At the pre-race press conference in Sacramento, Armstrong was uncharacteristically gloomy about the state of his form and honest about his self-doubts, but said he is still hopeful he can score his eighth Tour de France title come July.
"No doubt, I still believe I can win the Tour. Everybody might think that's crazy, but I will do everything I can to get to the start line in the best shape, race heads up in the first week and then see how it goes in the mountains," Armstrong said.
While he could be excused for a slow start to the season last year when he came back from his three-and-a-half-year hiatus, his performances prior to the Tour de France were somewhat promising: attacks in the Tour Down Under tested his legs, solid performances in the Tour of California in February last year showed he was on track. Even a broken collarbone did not prevent him from returning Stateside and winning his first race since 2005.
This year he hasn't had the collarbone surgery to interrupt his training, but indicated he'd had "health or physical problems" which have cropped up periodically and pushed him off track. He hasn't been bad, but has not had the kind of confidence-building showings that help bouy a rider through the intense training prior to a Grand Tour. Armstrong said he hopes the Amgen Tour will turn this around.
"We've had some glimpses and maybe some false starts, but it has not been as easy or smooth - not that last year was easy or smooth - but this year has been fairly tough. I don't think we're pulling the fire alarm, but now is the time that the signs need to start pointing up," Armstrong said.
It's been a year of oscillating motivation for the 38-year-old champion. "If you asked me this after the Tour of Flanders where I thought I did pretty good for an old man, [the drive] was high. If you asked me in New Mexico when I was suffering like the proverbial dog, it was low. It's now coming up, I've had a good week of training and I feel healthier than I did then," he said.
The clock is ticking down toward the Tour de France, as Armstrong pointed out there are only 50 days remaining before the start in Rotterdam which ushers in a first week riddled with dangerous traffic islands, cobblestone roads and steep, short 'bergs' which will test not only a rider's readiness, but luck as well.

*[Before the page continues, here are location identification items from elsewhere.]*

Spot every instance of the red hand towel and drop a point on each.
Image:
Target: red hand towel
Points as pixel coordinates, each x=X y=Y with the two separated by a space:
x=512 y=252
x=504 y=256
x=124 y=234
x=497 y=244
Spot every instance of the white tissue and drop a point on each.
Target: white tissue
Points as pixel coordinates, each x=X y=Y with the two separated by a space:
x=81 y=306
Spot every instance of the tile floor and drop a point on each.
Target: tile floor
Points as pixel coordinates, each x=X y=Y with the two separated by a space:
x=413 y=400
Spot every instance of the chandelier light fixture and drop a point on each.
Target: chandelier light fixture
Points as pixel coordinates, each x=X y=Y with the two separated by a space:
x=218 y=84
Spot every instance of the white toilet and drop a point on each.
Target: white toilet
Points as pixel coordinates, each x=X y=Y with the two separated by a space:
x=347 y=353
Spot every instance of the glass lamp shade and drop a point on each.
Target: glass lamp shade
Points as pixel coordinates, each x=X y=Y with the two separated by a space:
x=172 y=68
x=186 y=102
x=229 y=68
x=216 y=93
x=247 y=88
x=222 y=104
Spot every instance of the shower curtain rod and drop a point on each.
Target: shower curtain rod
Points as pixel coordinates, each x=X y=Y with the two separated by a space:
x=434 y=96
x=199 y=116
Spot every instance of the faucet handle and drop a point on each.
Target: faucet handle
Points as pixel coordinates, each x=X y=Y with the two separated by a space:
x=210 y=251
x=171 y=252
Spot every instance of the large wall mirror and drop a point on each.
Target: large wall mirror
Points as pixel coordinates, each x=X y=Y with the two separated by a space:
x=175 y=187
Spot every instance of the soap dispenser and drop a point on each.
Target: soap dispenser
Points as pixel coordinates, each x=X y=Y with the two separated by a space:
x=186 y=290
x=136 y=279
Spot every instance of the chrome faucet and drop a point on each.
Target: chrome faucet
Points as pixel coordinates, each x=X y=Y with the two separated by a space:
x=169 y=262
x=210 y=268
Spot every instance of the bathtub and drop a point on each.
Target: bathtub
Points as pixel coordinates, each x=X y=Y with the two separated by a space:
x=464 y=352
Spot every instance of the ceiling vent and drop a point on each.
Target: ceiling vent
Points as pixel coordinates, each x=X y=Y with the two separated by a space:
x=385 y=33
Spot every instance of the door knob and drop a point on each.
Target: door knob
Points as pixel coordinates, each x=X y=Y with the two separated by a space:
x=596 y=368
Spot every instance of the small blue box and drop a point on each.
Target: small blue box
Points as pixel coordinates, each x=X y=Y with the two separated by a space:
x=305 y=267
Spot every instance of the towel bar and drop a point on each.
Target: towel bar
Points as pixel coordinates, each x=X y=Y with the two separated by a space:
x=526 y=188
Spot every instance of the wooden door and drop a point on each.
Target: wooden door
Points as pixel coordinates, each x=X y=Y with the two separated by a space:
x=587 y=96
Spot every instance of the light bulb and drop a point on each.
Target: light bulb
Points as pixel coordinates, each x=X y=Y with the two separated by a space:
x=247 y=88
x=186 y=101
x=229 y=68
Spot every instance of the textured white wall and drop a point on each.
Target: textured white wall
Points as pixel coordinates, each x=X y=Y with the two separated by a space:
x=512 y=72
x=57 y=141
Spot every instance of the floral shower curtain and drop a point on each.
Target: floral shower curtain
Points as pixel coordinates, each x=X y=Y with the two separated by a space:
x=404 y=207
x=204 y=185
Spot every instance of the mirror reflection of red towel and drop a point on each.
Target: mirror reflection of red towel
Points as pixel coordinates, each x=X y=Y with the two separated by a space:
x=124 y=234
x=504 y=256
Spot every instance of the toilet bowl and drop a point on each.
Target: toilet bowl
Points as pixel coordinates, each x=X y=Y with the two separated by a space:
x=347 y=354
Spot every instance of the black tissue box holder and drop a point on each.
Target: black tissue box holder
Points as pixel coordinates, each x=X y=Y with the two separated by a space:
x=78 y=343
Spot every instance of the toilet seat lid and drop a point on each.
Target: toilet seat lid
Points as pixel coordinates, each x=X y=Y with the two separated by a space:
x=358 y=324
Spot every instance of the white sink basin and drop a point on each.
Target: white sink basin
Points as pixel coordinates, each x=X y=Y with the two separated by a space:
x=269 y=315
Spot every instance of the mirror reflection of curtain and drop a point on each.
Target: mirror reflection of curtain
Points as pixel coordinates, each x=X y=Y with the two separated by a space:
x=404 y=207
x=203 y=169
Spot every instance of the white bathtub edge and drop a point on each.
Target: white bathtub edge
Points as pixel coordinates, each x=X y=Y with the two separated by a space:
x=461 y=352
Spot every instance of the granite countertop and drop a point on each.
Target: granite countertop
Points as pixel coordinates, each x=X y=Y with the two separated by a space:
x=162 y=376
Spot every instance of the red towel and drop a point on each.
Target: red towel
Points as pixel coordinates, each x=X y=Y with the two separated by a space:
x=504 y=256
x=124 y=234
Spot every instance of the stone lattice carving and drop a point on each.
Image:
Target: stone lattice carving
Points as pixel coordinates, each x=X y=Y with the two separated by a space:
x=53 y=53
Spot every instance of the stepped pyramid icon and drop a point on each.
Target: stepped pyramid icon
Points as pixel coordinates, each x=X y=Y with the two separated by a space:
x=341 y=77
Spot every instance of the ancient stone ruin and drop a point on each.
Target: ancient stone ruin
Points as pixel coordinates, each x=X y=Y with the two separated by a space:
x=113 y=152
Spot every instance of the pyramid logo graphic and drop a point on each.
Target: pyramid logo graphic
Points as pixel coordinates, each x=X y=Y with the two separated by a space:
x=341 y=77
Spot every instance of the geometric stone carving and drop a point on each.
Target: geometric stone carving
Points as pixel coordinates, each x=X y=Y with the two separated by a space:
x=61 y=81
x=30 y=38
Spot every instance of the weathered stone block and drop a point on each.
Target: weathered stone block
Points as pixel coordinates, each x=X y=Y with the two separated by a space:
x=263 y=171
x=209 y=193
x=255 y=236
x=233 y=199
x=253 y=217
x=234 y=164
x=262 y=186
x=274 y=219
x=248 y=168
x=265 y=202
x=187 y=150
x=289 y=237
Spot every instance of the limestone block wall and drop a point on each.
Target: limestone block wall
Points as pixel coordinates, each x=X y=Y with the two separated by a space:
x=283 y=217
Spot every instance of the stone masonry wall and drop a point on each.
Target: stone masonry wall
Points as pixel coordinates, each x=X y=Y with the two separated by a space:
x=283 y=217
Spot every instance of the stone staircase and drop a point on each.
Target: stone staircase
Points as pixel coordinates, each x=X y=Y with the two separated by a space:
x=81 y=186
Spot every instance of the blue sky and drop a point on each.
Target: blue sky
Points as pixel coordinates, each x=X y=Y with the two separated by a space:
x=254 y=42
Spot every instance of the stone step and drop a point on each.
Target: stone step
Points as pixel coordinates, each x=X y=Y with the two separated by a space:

"The Tour is an interesting one in that it's not one you can come into late. It's going to be a stressful, critical first week and where everybody has to be fit and everybody has to be ready. At the same time some would say the race is weighted toward the end, with the only TT, the only long TT and the big days in the Pyreness.
"I'm hopeful that [the form] gets better, but I am a rider who hasn't had a lot of doubts. Sometimes there are days where I've had doubts. Nonetheless, I keep plugging away, I keep training hard," he said.
A hectic schedule of training, obligations for his eponymous cancer foundation and his newly growing family have all put more stress than most riders have to deal with. Armstrong said he's tried to simplify his life for the next two months in order to push for a good Tour performance.
"I tried to cut back as much as I can and know that we have 50 dyas 'til the start of the Tour and everything needs to be put on hold for 50 days and then we'll race it and then get back and do it."